Un arrêt de travail par solidarité avec un collègue n'est pas une grève
Dans cette affaire, des salariés de la société Iteremia, filiale de la SNCF spécialisée dans l'accueil des voyageurs, se mettent en grève pendant cinq jours afin de protester contre le licenciement d'un collègue pour faute grave. L'employeur les met en demeure de reprendre le travail avant de les convoquer, au 5ème jour de grève, à un entretien préalable à licenciement. Ils sont ensuite licenciés pour faute grave en raison de leur absence injustifiée. Les salariés saisissent les prud'hommes, puis la cour d'appel et enfin la Cour de cassation pour obtenir l'annulation de leur licenciement et leur réintégration. Ils sont déboutés à tous les niveaux. Pourquoi ?
Les juges estiment que leur arrêt de travail ne constitue pas une grève et qu'ils ne peuvent donc pas bénéficier de la protection contre le licenciement attachée au droit de grève (art. L. 2511-1 C. trav.).
Or, dans cette affaire, les salariés s'étaient contentés, dans la lettre transmise à l'employeur, de contester les fautes imputées à leur collègue et la décision de l'employeur de le licencier. Comme le licenciement a été prononcé pour des faits strictement personnels et que les salariés n'assortissaient pas leurs revendications d'une autre demande que son annulation, les juges en déduisent qu'en l'absence de revendication professionnelle, il ne s'agit pas d'une grève mais d'un mouvement illicite.
Sauf s'il est assorti de revendications professionnelles
Pour autant, toute grève de solidarité n'est pas nécessairement un mouvement illicite. Mais si les salariés veulent protester contre une sanction infligée à l'un des leurs, ils doivent prendre garde de légitimer leur mouvement par des revendications professionnelles collectives.

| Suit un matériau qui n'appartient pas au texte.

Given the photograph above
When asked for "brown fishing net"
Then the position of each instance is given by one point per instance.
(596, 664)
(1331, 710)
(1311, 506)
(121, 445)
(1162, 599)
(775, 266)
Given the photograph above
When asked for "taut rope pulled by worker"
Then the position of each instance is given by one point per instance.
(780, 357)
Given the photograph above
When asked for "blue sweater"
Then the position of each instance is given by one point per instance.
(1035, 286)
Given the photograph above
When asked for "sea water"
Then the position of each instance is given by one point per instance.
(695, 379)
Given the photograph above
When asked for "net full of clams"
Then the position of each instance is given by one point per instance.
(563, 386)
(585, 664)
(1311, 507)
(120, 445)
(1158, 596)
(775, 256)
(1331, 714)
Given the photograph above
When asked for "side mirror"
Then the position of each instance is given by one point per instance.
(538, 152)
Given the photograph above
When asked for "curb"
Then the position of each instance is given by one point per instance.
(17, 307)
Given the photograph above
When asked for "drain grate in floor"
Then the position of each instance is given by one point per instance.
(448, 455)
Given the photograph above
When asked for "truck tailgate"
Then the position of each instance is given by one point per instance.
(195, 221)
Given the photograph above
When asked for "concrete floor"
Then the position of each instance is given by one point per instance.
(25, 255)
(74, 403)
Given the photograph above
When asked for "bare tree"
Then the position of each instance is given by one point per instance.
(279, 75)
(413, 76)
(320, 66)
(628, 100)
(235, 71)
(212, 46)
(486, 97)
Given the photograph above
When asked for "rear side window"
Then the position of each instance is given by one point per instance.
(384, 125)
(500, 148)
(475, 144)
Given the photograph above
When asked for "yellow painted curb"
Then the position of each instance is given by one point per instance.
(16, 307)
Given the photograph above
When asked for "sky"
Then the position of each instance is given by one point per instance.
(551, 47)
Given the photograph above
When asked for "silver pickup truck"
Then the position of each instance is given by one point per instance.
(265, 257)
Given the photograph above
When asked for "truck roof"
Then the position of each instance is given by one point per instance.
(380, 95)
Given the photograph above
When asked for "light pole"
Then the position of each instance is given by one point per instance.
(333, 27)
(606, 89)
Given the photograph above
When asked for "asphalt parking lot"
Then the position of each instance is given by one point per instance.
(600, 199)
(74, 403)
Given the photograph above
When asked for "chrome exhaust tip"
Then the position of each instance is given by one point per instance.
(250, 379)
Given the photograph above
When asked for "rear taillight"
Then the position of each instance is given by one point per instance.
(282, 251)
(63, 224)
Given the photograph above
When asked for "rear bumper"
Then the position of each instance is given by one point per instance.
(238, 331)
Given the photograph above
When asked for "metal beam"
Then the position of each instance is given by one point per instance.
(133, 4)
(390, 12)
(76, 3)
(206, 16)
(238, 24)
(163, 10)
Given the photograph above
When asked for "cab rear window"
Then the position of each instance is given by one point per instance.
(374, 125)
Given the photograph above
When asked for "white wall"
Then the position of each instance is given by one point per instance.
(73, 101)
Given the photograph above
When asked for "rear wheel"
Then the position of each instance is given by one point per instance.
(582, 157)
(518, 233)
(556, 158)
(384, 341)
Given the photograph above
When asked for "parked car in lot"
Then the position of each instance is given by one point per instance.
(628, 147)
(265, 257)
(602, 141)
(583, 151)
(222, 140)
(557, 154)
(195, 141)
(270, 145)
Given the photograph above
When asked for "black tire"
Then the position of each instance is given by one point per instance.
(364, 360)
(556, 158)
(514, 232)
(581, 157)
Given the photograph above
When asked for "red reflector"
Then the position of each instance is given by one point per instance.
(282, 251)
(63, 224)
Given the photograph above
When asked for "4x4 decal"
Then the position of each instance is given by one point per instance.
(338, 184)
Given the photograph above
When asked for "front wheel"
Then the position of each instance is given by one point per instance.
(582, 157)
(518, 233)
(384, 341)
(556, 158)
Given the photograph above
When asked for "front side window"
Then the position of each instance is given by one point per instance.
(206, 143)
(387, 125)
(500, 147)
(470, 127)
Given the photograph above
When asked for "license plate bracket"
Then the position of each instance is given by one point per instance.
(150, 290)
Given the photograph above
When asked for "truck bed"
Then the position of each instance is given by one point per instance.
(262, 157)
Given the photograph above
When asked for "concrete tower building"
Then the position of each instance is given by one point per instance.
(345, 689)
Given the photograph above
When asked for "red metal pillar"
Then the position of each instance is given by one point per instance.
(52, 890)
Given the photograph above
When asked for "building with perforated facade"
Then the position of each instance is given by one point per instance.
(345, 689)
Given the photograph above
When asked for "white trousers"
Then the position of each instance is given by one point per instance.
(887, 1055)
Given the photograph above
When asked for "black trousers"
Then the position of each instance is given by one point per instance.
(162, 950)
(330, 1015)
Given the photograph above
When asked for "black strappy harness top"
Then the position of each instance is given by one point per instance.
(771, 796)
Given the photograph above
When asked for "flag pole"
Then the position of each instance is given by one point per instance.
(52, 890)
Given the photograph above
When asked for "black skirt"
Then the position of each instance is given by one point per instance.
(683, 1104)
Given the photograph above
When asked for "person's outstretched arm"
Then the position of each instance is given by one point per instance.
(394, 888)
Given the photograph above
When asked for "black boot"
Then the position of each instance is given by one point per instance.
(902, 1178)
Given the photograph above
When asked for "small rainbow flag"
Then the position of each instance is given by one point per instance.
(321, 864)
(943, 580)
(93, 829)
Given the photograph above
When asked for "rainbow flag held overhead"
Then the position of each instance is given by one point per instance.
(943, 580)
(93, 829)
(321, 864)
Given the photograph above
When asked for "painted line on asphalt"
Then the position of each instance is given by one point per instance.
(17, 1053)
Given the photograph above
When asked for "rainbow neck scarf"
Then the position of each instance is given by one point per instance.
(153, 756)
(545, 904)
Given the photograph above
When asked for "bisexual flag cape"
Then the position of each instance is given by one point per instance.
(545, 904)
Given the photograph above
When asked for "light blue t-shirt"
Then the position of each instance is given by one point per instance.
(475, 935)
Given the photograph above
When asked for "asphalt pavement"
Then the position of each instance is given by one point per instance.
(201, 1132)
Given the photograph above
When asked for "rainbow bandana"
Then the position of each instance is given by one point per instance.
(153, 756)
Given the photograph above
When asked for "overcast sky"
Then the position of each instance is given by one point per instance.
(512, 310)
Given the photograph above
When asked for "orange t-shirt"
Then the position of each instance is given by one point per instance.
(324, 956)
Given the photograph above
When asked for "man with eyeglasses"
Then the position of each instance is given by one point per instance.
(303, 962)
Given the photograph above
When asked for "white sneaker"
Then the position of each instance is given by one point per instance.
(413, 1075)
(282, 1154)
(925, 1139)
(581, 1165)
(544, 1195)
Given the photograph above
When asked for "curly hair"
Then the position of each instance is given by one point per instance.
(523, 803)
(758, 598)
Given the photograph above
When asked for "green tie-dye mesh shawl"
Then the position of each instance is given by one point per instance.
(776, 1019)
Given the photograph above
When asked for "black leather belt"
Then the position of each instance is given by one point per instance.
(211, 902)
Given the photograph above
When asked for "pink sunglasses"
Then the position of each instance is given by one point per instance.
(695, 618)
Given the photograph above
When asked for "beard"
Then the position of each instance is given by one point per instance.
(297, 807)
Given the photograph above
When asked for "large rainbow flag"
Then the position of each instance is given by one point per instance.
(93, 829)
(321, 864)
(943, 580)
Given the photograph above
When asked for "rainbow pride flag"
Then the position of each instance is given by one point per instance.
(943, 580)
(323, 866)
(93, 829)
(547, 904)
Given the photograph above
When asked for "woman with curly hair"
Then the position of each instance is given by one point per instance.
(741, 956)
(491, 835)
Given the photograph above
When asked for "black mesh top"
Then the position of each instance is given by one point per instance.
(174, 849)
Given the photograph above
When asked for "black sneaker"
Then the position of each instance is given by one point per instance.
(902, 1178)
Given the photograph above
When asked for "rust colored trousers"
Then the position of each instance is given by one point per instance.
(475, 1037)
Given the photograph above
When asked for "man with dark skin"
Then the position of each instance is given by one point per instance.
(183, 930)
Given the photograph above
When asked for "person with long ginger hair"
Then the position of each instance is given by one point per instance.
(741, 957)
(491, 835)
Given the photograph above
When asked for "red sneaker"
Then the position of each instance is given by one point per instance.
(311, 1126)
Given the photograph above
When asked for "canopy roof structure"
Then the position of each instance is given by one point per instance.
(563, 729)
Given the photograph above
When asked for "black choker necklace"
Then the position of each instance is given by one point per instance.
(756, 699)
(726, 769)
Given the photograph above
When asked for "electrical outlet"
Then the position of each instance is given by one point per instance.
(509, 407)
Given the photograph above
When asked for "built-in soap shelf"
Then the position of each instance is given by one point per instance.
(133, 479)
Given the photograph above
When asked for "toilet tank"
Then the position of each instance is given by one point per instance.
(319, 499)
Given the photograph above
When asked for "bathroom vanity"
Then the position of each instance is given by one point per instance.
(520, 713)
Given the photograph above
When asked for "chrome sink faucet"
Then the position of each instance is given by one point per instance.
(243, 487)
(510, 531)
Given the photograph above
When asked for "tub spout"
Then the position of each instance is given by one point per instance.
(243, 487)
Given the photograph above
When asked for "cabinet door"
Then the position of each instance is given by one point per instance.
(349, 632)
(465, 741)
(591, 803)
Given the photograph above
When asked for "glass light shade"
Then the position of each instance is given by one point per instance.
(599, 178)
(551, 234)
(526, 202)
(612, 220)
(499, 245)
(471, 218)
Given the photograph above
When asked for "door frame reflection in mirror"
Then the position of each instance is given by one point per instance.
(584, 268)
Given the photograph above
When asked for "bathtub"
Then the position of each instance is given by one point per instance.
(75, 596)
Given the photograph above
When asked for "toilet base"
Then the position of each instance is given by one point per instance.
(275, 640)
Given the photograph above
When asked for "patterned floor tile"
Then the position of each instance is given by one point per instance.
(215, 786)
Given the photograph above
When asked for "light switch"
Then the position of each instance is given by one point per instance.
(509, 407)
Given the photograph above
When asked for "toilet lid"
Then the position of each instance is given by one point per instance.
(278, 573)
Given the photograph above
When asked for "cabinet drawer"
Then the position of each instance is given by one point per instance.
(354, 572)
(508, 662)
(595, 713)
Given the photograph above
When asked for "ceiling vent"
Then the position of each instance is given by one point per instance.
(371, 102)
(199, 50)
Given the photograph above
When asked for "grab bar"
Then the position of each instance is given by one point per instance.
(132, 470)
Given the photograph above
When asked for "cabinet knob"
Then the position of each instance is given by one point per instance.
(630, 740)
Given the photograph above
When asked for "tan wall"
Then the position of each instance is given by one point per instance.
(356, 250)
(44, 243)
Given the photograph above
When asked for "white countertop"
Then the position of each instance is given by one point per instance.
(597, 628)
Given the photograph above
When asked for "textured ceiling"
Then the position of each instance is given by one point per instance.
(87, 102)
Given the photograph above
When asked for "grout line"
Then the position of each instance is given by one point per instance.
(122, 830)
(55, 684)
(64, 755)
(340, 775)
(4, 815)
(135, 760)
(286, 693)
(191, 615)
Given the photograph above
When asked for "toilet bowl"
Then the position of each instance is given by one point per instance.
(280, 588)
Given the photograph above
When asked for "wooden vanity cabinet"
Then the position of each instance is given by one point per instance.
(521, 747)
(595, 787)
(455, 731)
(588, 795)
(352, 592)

Quelques exemples de grèves de solidarité reconnues par les juges :
- Une grève suite à un licenciement économique car « la menace sur l'emploi que faisait peser ce licenciement caractérisait une revendication professionnelle de défense et de maintien de l'emploi intéressant l’ensemble du personnel» ( Cass. soc. 22 nov. 1995, n°93-44017) ;
- Une grève en solidarité avec une salariée licenciée car elle refusait de tenir un carnet de production imposé par l'employeur, carnet dont les grévistes demandaient le retrait (Cass. soc. 30 nov. 1977, n°76-40043).
- Une grève pour soutenir des salariés menacés de sanctions disciplinaires pour des faits commis lors d'une précédente grève car elle répond à un intérêt collectif et professionnel de défense du droit de grève ( Cass. soc. 2 juil. 2014, n°13-12562).